IMMIGRATION > Protection temporaire en cas d'afflux massif de personnes déplacées

La grande association américaine de défense des droits de l'homme Human Rights Watch (HRW) demande que l'Union européenne contraigne l'Italie à abandonner sa politique de renvoi forcé en Libye des immigrants africains.  Elle espère que l'Union européenne va mettre fin aux tergiversations multiples. Dans un rapport publié le 21 septembre, elle déclare que ces candidats à l'entrée en Europe renvoyés vers les côtes africaines sont ensuite soumis à des conditions de vie inhumaines dans des camps libyens.
Lors d'une réunion des ministres de l'Union européenne chargés de l'immigration, lundi à Bruxelles, le Haut Commissariat de l'Onu pour les Réfugiés (HCR) et la Commission européenne ont d'ailleurs confirmé que la Libye n'offrait pas à l'heure actuelle "les conditions de protection requises". "La Libye n'a pas les conditions requises pour une solution de protection adéquate aux réfugiés ou aux demandeurs d'asile dans le cadre actuel", a déclaré le Haut Commissaire aux Réfugiés, Antonio Guterres, lors d'une conférence de presse. De son côté, le commissaire européen chargé des questions de Justice, Liberté et Sécurité, Jacques Barrot, a jugé que la situation actuelle n'était "pas acceptable", sans pour autant se prononcer sur la manière dont Rome traitait cette question et sur une éventuelle coopération prêtée par l'UE.
"La réponse au défi devant lequel nous sommes placés c'est d'avoir peu à peu des mécanismes de protection sur la rive sud de la Méditerranée car aujourd'hui, un demandeur d'asile est souvent obligé de passer par un passeur pour venir sur les côtes européennes pour y faire inscrire sa demande", a-t-il expliqué.
Aux termes d'un accord avec Tripoli, l'Italie intercepte depuis mai les bateaux de clandestins qui se trouvent dans les eaux internationales et les ramène en Libye, sans examiner de possibles demandes d'asile. D'après l'Onu, les trois quarts des immigrés clandestins arrivés l'an dernier par mer en Italie ont demandé l'asile, requêtes acceptées dans un cas sur deux, notamment pour les Somaliens et les Erythréens. "L'Italie ignore ses obligations juridiques en renvoyant ces bateaux en Libye sans autre forme d'examen", a déclaré Bill Frelick, chargé des réfugiés à HRW et auteur du rapport. "L'UE devrait exiger que l'Italie remplisse ses obligations en mettant fin à ces retours forcés."
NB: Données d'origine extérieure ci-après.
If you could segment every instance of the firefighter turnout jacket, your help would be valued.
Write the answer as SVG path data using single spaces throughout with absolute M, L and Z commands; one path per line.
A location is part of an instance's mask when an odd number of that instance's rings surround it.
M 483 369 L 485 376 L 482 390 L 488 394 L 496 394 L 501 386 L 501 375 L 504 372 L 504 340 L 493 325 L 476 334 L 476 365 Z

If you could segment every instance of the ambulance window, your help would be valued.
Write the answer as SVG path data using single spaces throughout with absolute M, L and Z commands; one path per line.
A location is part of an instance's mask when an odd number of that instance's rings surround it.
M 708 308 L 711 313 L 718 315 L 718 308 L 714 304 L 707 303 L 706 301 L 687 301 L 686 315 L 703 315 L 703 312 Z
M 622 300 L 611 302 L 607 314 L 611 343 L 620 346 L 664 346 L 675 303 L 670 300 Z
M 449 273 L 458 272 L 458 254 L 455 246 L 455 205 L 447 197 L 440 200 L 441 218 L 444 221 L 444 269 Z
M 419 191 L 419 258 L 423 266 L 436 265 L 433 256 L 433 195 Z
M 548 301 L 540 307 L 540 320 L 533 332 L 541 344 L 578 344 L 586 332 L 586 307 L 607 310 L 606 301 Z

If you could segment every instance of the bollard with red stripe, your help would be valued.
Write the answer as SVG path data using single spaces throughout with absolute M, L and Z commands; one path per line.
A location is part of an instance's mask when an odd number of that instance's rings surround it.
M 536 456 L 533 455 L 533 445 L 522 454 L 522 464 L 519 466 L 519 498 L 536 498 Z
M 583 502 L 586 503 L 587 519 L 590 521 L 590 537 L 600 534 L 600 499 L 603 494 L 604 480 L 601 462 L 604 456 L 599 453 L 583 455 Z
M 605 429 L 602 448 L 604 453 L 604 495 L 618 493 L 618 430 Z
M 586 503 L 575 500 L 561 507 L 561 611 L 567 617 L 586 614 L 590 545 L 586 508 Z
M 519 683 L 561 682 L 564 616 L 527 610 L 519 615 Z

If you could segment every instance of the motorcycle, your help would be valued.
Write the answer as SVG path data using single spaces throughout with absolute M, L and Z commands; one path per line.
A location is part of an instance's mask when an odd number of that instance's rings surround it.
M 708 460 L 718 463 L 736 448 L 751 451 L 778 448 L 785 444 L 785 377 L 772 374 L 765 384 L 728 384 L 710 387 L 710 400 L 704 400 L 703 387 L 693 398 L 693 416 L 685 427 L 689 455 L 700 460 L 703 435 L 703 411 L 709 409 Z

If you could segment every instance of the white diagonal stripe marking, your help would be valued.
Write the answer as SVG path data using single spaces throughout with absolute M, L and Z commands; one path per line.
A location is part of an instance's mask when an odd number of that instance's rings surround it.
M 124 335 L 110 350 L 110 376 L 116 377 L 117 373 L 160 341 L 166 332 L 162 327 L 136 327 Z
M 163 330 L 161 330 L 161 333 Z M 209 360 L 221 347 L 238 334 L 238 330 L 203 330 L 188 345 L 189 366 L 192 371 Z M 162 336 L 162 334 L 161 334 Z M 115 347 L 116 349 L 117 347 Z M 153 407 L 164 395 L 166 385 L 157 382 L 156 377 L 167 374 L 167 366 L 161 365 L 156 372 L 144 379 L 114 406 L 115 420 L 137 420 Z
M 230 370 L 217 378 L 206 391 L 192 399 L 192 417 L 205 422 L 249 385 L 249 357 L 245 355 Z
Le groupe basé à New York précise que l'agence européenne Frontex a assuré la coordination de certains de ces retours forcés et il demande aux Etats membres de l'EU de ne pas s'associer à de telles initiatives. Cf autre article dans le présent numéro consacré au compte rendu du Conseil des Ministres consacré presque exclusivement à l'asile et à l'immigration.
 
Frontex repondant à HRW dément avoir participé à des refoulements vers la Libye. Frontex réfute de manière catégorique les allégations de HRW. Ces renvois fait observer Frontex se font en vertu d’un accord bilatéral entre la Libye et l’Italie. HRW a avancé qu’un hélicoptère allemand opérant sous l’égide de Frontex aurait aidé les garde-côtes italiens à intercepte, le 18 juin, un bateau grec avec à son bord 75 migrants. Ces migrants auraient ensuite été confiés à un bateau de patrouille libyen. Pour sa défense Frontex rappelle que l’hélicoptère allemand en question était en train d’effectuer une mission pour le compte dans une autre région de la Méditerranée. L’agence a tenu à ajouter qu’en général que le rôle des hélicoptères dans des opérations coordonnées par Frontex est uniquement de patrouiller la zone d’opération et pas de renvoyer les migrants.